The retailers who get hurt are rarely the ones trying to break the rules. They are the ones who got compliant once, then stopped paying attention. The hemp and CBD regulatory environment has seen more definitional shifts in the past two years than in the prior decade combined. Total THC thresholds, state registration frameworks, and FDA enforcement priorities are all in motion simultaneously.
What separates businesses that thrive from those that face enforcement actions is the decision to treat compliance as a core operating cost. Legal reviews are not a luxury. They are a line item. Ongoing state monitoring is not excessive caution. It is basic due diligence.
The other failure in most compliance advice is the absence of practical detail. Knowing that “states may have labeling requirements” is useless without understanding which states, what exactly they require, and what enforcement looks like if you get it wrong. Smart retailers go deeper. They build state-by-state requirement matrices, they maintain direct relationships with compliance-focused suppliers, and they invest in legal counsel before a problem arises rather than after.

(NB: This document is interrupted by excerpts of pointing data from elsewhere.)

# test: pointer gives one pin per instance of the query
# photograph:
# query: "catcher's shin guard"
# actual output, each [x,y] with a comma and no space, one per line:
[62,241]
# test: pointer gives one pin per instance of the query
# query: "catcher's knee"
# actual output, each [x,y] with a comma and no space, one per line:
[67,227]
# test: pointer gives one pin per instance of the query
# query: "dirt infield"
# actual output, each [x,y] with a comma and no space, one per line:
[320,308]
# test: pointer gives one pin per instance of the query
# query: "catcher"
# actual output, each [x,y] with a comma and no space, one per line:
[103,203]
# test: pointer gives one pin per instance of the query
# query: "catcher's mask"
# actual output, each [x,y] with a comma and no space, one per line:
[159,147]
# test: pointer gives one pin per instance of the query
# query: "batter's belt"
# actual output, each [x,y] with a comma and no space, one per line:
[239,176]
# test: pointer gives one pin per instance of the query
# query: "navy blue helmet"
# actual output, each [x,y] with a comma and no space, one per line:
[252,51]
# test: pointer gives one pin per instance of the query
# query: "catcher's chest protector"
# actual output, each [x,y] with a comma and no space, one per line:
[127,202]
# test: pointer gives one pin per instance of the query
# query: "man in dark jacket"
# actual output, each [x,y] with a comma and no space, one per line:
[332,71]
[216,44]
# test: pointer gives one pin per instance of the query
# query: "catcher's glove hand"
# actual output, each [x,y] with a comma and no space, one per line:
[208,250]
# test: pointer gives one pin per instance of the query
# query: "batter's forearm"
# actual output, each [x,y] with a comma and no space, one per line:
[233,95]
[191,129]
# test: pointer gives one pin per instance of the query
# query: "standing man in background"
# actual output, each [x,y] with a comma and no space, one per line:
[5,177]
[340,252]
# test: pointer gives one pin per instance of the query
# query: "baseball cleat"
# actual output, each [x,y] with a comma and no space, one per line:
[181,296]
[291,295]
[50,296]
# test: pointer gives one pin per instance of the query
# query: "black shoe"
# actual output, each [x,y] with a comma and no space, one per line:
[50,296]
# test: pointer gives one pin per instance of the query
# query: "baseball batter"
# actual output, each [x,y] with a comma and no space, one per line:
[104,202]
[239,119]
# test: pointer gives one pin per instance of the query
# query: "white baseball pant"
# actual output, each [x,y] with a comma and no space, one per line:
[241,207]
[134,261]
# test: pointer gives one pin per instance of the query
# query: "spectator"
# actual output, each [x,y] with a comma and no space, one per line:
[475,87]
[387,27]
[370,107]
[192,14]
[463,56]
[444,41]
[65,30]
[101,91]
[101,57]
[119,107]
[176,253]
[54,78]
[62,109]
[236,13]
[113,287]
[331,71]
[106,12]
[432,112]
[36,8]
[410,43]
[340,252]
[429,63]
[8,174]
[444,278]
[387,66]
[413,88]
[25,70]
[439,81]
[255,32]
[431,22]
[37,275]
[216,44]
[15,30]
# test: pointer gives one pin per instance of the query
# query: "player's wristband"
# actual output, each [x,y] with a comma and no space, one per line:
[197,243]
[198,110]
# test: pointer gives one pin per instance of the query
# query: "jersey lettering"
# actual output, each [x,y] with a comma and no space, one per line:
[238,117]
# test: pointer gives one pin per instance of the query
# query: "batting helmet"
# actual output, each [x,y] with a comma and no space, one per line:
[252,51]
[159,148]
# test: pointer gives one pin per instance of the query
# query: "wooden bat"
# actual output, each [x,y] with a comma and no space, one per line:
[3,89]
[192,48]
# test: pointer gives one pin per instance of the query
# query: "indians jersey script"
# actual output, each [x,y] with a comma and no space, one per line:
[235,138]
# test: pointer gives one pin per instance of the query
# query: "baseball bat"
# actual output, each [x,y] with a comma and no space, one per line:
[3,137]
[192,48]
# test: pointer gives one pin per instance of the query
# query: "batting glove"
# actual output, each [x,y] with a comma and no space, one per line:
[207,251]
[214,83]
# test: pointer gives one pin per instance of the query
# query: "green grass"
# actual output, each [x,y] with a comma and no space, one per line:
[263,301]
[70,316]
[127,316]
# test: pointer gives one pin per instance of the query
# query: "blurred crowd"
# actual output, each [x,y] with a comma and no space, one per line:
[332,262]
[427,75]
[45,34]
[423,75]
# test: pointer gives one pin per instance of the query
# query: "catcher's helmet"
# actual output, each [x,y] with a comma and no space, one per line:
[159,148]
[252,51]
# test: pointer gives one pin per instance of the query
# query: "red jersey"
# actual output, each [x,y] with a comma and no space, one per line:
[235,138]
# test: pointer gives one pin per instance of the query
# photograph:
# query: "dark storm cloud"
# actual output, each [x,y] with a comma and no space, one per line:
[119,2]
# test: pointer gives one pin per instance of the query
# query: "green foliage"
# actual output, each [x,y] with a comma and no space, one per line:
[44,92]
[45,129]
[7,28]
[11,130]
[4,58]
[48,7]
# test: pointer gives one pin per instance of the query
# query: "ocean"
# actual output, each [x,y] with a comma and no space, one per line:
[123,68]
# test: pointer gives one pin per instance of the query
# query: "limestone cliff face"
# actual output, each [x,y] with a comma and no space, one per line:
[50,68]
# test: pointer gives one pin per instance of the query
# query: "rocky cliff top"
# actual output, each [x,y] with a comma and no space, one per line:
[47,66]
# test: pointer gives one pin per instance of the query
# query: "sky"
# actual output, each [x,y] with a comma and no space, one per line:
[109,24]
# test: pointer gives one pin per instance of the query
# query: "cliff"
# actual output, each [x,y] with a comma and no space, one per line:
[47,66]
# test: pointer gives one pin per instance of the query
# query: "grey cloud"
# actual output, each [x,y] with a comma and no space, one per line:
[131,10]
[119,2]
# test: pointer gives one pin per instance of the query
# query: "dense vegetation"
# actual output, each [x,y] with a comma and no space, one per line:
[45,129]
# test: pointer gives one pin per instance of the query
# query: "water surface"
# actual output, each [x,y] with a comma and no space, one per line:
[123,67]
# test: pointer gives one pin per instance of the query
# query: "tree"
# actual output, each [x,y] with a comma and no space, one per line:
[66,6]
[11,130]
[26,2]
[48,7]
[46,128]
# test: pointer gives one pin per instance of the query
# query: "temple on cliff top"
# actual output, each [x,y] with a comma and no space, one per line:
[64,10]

How Get Blazy supports your compliant CBD journey
Navigating CBD compliance on your own is possible, but it is also time-consuming, risky, and constantly evolving. Getting your sourcing right is one of the most effective ways to reduce compliance exposure from the start.
At Get Blazy marketplace, every product in our selection is sourced from reputable manufacturers and lab-tested for purity and compliance. We understand that for CBD retailers and entrepreneurs, documentation is not just paperwork. It is protection. Our team curates products with traceability and legal standards in mind, so you can build your business on a foundation that holds up to scrutiny. Whether you are stocking CBD tinctures, gummies, vape products, or topicals, Get Blazy gives you access to fully vetted options that align with current federal and state requirements. Stop guessing and start sourcing with confidence.
Frequently asked questions
What is the difference between hemp-derived and marijuana-derived CBD for compliance?
Hemp-derived CBD contains no more than 0.3% THC on a dry-weight basis and can be lawful under federal law, while marijuana-derived CBD exceeds that threshold and is federally restricted under the Controlled Substances Act.
Is it federally legal to add CBD to foods or supplements?
No. The FDA currently prohibits adding CBD to conventional foods or marketing it as a dietary supplement in interstate commerce due to the FD&C Act drug-exclusion framework.
What labeling elements are often required for CBD products at the state level?
States may require COA links, THC content, and contaminant disclosure along with batch numbers, age restriction notices, and FDA evaluation status disclaimers on product labels.
How often do CBD compliance rules change?
Rules can shift frequently at both federal and state levels, and keeping a change-tracking process for both federal definitions and state regulations is critical for any retailer operating across multiple markets.
Do I need a separate license to sell CBD products in each state?
Many states require specific registrations or licenses, and state-level operational requirements such as manufacturing registration and age verification mandates vary significantly by jurisdiction.